So far, our experiences in parenting are pretty different than our experiences from fostering. I’m sure we could fill volumes with all the differences, but today I want to look at one of the ways it’s actually kind of the same.
A Little While
The day after Lincoln was born, I wrote this post, almost more of a poem, about how Lincoln is a child of God first and foremost. It’s something I’ve been thinking about a lot lately, as Lincoln grows up and having his own thoughts and opinions about things. Which—side note—is super duper weird. Like, he was a grub worm a year ago. Now he has likes and dislikes and emotions and I’m not ready for it.
You see, the Bible teaches that God knew us before we were even a thought. That means we had an identity long before we were born. Jesus knew us before anyone else. Then we’re born. And we wander. We choose sin. Over and over and over and over. Because we’re dumb. We are prodigals, all of us. But then Jesus. Jesus came and brought us salvation, and for all those who call on His name, we are saved. Adopted. Brought back into God’s family as children, “we cry, ‘Abba! Father!’” (Romans 8:15).
We are all God’s children. Even as parents, we are raising God’s kids.
So if our kids are not our own, not fully, what does that mean for us?
It means there’s a lot of weight to what we do. Seriously. How nerve-racking is it to raise someone else’s kids? Let alone a child of God?
That’s where fostering and parenting can be kind of similar. As a foster parent, parenting decisions are largely informed by the child’s upbringing and biological parent preferences. I can’t just make any parental decision I would normally make without first running it through the child’s parents and making sure it’s okay. And if it’s not? That has to be a good enough answer for me.
So it is with raising a child of God.
There are rules and guidelines and expectations. Did you know the Lord gave us rules for how we should be raising His kids? He spelled it out for us.
When Hailee has a girl’s night or event she goes to where she’ll leave Lincoln home with me, she will usually leave me a list of things to do, how to do it, and when to do it. It makes it easy for me (God bless her). “Two scoops of this, 5mL of that, two pumps of this and we’re all set.” Boom. Done. It takes the guesswork out and ensures that I’ve properly taken care of my boy the way Hailee has already prescribed.
Biological parents often send a similar list with their child. It helps a lot. It lets us know their schedule, habits, preferences, and in some cases, the safest way to care for a child we’ve never met.
The Lord has given us that same exact checklist. The Bible is full of it. Unsure of where to start? Start with Proverbs.
What Does It Mean for Us?
“I’m a pretty good parent,” you say. “So what does that mean for me?”

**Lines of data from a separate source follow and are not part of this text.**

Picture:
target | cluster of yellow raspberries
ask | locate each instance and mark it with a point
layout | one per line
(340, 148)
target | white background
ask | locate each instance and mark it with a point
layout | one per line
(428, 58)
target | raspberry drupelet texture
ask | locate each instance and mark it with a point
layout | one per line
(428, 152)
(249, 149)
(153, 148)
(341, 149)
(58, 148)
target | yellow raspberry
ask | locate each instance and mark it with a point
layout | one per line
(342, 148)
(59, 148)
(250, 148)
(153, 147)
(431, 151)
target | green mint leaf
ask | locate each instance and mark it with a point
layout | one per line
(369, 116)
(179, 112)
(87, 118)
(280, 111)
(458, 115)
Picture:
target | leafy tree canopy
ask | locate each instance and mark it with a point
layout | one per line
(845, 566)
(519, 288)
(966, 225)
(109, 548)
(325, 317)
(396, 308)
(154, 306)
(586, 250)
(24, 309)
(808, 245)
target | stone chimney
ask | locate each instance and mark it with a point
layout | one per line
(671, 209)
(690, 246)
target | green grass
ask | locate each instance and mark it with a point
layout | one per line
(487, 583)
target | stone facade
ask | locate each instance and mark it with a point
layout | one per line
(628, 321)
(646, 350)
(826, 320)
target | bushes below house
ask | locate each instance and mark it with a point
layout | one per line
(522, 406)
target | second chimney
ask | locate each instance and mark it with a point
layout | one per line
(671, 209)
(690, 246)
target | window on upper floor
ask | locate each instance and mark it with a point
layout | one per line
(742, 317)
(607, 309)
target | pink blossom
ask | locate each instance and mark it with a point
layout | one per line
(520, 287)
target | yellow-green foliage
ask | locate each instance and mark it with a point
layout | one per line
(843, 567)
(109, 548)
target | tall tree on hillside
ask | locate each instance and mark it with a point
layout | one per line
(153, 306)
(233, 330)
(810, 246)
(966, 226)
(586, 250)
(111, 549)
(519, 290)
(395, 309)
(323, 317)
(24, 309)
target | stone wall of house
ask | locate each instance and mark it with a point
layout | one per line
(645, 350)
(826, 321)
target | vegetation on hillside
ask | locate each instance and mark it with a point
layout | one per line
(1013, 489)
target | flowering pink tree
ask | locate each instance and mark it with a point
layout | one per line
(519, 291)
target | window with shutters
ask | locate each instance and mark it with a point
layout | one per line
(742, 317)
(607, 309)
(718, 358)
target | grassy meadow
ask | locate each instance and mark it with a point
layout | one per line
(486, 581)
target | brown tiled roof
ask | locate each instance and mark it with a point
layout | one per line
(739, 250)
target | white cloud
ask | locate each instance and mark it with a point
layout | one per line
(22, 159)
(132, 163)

Here’s a tough truth to wrap the mind around: the fact that we’re raising God’s kids means there are certain decisions we don’t get to make regarding our child’s upbringing. We think we do, because they’re “our” kids. Sometimes it even seems like we’re making good decisions. I won’t get into the weeds about kids and extracurricular activities right now, but suffice it to say, if our decisions on our kids’ behalf do not line up with Scripture and advance the Kingdom of God, it’s the wrong decision.
God told us how to raise His kids. We don’t have to guess. In fact, it is to everyone’s detriment when we do guess.
Some of you may feel like that idea is restrictive. Being “stuck” doing what we’re told to do, instead of parenting on instinct or what Dr. Phil says to do.
As for me, I find it freeing. I don’t have to stress over whether I’m making the right decisions or not. I’m running down God’s checklist, and I know it’s better than anything I could come up with on my own.